S.SOBHA SINGH HISTORY


Early life
He was born on 29 November 1901 in a Ramgarhia Sikh family in Sri Hargobindpur, Gurdaspur district of Punjab. His father, Deva Singh, was in the Indian cavalry.

Education and training

At age 15, Sobha Singh entered the Industrial School at Amritsar for a one-year course in art and craft. He joined the British Indian army as a draughtsman and served in Baghdad, Mesopotamia (now Iraq). In 1923 he left army and returned toAmritsar, where he opened his art studio. In the same year, he married Bibi Inder Kaur on Baisakhi day. He worked from his studios at Amritsar, Lahore (1926) and Delhi (1931).

An artist's impression of Guru Gobind Singh, tenth Sikh Guru.In 1946, He went back to Lahore and opened his studio at Anarkali and was working as an art director for a film when he was forced to leave the city due to partition of the country.[1] In 1949 he settled down in Andretta (near Palampur), a remote and then little-known place in the Kangra Valley, beginning his career as a painter.
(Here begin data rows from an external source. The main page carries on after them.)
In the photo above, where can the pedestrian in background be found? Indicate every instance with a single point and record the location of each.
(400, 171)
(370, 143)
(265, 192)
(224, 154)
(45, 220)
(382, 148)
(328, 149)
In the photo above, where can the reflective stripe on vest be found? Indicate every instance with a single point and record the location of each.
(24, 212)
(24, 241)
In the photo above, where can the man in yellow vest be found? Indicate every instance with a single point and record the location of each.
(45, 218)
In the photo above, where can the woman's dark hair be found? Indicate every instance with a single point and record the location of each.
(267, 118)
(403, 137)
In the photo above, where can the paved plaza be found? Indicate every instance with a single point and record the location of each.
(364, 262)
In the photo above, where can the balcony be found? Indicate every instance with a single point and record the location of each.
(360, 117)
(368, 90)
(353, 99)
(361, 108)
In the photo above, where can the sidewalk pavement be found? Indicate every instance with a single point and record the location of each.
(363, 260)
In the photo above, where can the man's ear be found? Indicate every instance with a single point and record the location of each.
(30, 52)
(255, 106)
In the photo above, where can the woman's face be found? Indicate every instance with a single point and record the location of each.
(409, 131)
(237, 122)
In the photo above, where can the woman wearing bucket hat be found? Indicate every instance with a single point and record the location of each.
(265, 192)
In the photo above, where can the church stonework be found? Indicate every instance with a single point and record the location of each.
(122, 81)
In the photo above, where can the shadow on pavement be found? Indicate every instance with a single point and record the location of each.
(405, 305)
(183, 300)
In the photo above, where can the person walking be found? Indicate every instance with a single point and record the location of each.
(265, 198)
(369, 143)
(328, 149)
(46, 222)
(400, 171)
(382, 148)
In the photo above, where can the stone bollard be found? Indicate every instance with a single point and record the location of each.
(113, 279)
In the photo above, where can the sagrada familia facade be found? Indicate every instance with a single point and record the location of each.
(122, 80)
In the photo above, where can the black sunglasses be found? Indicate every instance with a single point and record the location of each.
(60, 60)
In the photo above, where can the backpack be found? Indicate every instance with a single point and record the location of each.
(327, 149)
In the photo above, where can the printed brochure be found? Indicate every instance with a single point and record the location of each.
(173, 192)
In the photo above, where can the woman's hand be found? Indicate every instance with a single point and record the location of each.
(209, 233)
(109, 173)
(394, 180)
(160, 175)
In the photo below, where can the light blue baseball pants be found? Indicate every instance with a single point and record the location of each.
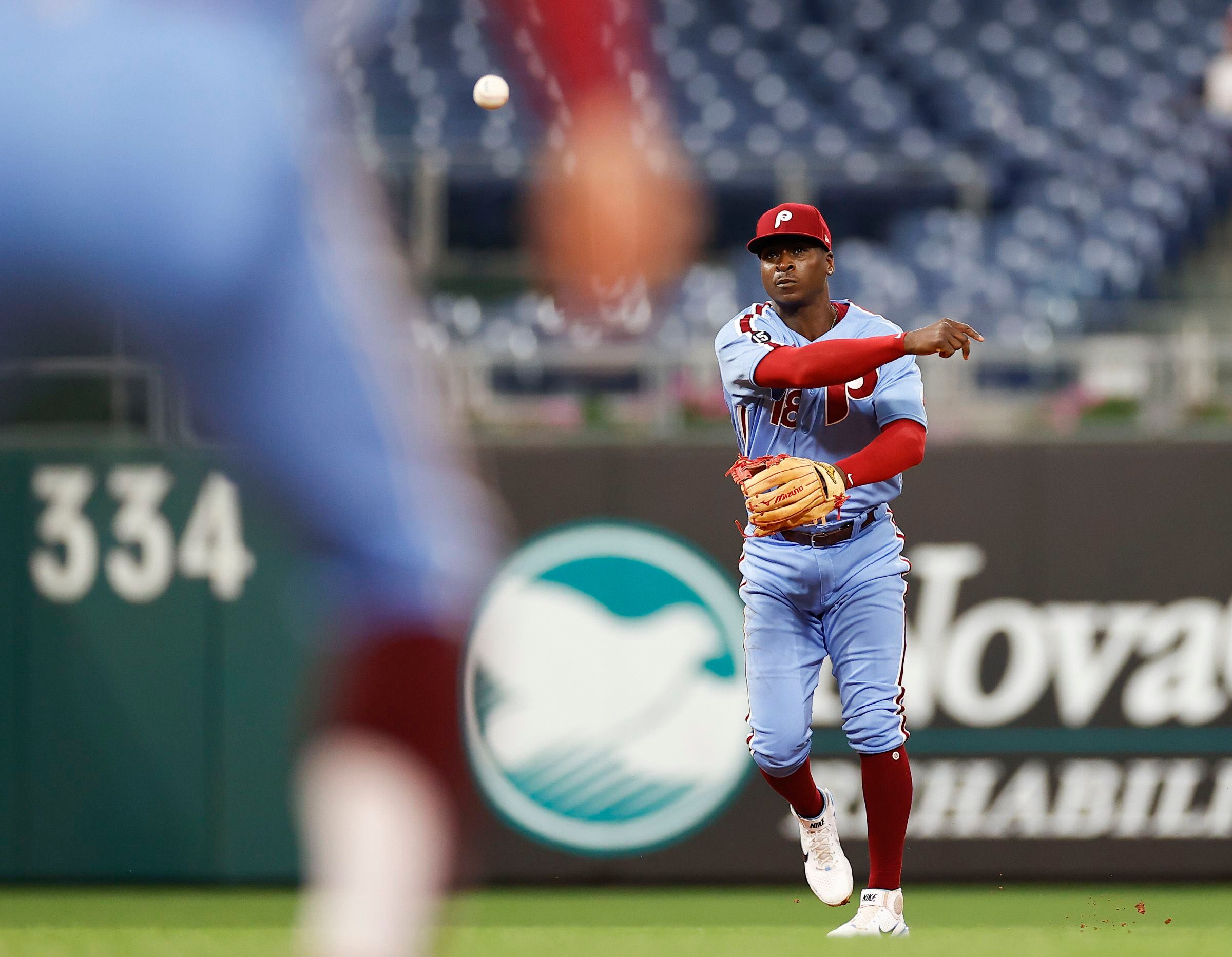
(804, 605)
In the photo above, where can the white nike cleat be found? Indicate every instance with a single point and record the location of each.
(826, 866)
(880, 915)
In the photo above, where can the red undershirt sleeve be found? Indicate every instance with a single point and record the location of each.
(898, 447)
(826, 364)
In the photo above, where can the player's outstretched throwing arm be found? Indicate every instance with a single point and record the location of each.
(832, 362)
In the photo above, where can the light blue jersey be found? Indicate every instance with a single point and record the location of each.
(826, 424)
(805, 602)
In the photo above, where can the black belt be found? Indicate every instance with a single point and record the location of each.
(841, 533)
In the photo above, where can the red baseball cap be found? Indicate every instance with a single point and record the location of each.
(792, 220)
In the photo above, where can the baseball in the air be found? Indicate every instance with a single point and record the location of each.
(491, 91)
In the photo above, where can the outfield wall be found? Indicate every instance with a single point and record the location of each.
(1070, 664)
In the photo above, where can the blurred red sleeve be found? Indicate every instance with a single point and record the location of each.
(589, 47)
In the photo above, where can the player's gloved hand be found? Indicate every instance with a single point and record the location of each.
(787, 492)
(946, 338)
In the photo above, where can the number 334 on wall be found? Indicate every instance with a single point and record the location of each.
(145, 559)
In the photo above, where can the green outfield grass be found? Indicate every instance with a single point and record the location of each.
(953, 921)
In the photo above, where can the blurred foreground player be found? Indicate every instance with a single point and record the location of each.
(152, 167)
(829, 409)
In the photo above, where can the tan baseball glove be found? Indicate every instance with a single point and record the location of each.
(787, 492)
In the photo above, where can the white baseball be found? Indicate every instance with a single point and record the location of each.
(491, 91)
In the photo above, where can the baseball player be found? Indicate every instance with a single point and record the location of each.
(829, 409)
(171, 163)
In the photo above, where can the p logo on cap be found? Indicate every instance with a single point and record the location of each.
(792, 220)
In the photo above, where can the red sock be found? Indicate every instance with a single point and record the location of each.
(800, 791)
(888, 801)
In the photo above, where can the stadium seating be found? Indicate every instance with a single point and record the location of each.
(1027, 164)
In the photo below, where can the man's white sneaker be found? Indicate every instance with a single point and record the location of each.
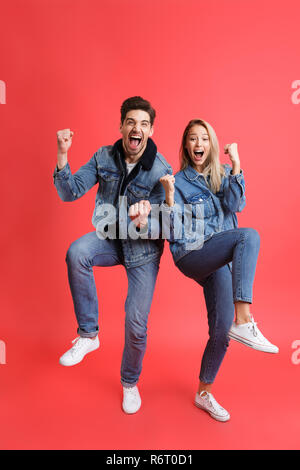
(81, 347)
(207, 402)
(251, 336)
(131, 400)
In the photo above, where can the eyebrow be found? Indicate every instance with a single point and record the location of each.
(201, 134)
(131, 119)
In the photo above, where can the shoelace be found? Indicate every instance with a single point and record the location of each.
(212, 401)
(77, 344)
(253, 327)
(256, 331)
(130, 391)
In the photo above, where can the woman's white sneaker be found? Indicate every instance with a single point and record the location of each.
(82, 346)
(250, 335)
(207, 402)
(131, 400)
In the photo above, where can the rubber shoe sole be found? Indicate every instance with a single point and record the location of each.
(222, 419)
(258, 347)
(79, 359)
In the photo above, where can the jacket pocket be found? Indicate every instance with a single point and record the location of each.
(108, 183)
(137, 192)
(206, 202)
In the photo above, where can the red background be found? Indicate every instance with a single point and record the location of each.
(70, 63)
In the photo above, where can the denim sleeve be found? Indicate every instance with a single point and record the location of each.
(232, 192)
(71, 187)
(156, 198)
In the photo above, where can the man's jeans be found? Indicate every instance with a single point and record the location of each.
(89, 251)
(209, 267)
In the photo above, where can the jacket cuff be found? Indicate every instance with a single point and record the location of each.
(63, 173)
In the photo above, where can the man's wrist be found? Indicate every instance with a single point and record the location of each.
(62, 160)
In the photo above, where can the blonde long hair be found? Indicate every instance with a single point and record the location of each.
(212, 165)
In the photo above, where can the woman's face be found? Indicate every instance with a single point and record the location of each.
(198, 146)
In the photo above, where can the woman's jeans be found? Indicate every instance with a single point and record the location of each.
(89, 251)
(209, 267)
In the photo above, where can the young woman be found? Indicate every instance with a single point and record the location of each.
(217, 255)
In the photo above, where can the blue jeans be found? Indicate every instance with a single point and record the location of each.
(209, 267)
(89, 251)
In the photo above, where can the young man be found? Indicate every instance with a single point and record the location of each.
(128, 174)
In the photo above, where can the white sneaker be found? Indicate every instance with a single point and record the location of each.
(250, 335)
(81, 347)
(131, 400)
(207, 402)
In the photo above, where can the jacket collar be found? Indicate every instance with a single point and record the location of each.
(148, 157)
(191, 173)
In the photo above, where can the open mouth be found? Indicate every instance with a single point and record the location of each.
(134, 141)
(198, 154)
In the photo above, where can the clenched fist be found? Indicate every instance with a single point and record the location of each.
(64, 141)
(168, 182)
(139, 212)
(232, 151)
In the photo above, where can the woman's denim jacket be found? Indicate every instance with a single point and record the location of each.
(106, 169)
(199, 213)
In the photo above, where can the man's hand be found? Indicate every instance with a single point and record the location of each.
(232, 151)
(139, 212)
(168, 183)
(64, 142)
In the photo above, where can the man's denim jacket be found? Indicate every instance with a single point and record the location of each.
(106, 168)
(206, 213)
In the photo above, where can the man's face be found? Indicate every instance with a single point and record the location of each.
(136, 129)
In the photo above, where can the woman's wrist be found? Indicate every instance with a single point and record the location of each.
(170, 200)
(236, 168)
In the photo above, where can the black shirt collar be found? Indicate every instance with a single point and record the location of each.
(148, 157)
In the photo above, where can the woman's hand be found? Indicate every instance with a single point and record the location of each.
(139, 212)
(168, 183)
(232, 151)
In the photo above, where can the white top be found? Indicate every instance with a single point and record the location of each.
(130, 166)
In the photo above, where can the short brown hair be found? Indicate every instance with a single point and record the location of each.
(137, 102)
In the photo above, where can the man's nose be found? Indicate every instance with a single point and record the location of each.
(136, 127)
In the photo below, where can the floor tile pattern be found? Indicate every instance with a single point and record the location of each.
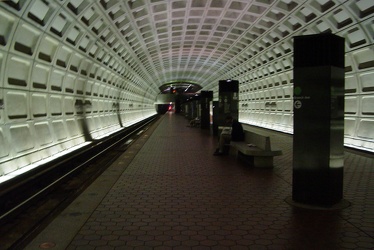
(176, 195)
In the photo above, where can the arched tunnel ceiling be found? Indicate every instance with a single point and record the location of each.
(202, 40)
(199, 41)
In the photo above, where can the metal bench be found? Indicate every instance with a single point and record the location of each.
(256, 149)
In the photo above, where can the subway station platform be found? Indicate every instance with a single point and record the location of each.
(168, 191)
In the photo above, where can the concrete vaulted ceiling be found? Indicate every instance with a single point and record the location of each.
(109, 59)
(197, 41)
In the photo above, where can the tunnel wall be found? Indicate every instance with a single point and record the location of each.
(265, 68)
(62, 81)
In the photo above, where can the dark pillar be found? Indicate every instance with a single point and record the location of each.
(205, 99)
(318, 151)
(215, 117)
(228, 103)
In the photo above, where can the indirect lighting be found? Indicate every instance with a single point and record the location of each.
(41, 162)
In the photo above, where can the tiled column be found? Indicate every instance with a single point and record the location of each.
(228, 100)
(318, 119)
(205, 99)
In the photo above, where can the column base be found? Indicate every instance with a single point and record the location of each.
(338, 206)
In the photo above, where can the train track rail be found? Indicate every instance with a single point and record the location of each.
(30, 201)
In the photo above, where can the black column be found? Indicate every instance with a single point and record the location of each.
(228, 103)
(318, 151)
(205, 99)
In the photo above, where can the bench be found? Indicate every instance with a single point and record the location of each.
(256, 149)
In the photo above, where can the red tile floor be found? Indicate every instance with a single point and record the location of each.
(168, 191)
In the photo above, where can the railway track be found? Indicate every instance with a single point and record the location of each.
(30, 201)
Now these days this place is very well known.

Painting

During his 38-year stay at Andretta, S. Sobha Singh painted hundreds of paintings. His main focus was Sikh gurus, their life and work. His series on the Sikh gurus have dominated to an extent that his paintings dominate the public's perception associated with Guru Nanak and Guru Gobind Singh.

The portrait he made in honour of the 500th birth anniversary of Guru Nanak in 1969 is the one most people believe to be the visage of Guru Nanak. Sobha Singh painted pictures of other gurus as well,Guru Amar Das, Guru Tegh Bahadur and Guru Har Krishan.

His paintings of Sohni Mahiwal and Heer Ranjha were also very popular. He also painted impressive portraits of national heroes and leaders like Shaheed Bhagat Singh, Kartar Singh Sarabha, Mahatma Gandhi, Lal Bahadur Shastri etc.[2]

His murals are displayed in the art gallery of Indian Parliament House in New Delhi. The panel depicting the evolution of Sikh history features Guru Nanak with Bala and Mardana on one side; and Guru Gobind Singh in meditation on the other. Sobha Singh also dabbled in sculpture, and did the busts of some eminent Punjabis such as M.S. Randhawa, Prithviraj Kapoor and Nirmal Chandra, and an incomplete head-study of the Punjabi poetess Amrita Pritam. The originals of his works are displayed in his studio at Andretta. General public can also visit his studio in Andretta

Sobha Singh died in Chandigarh on 21 August 1986.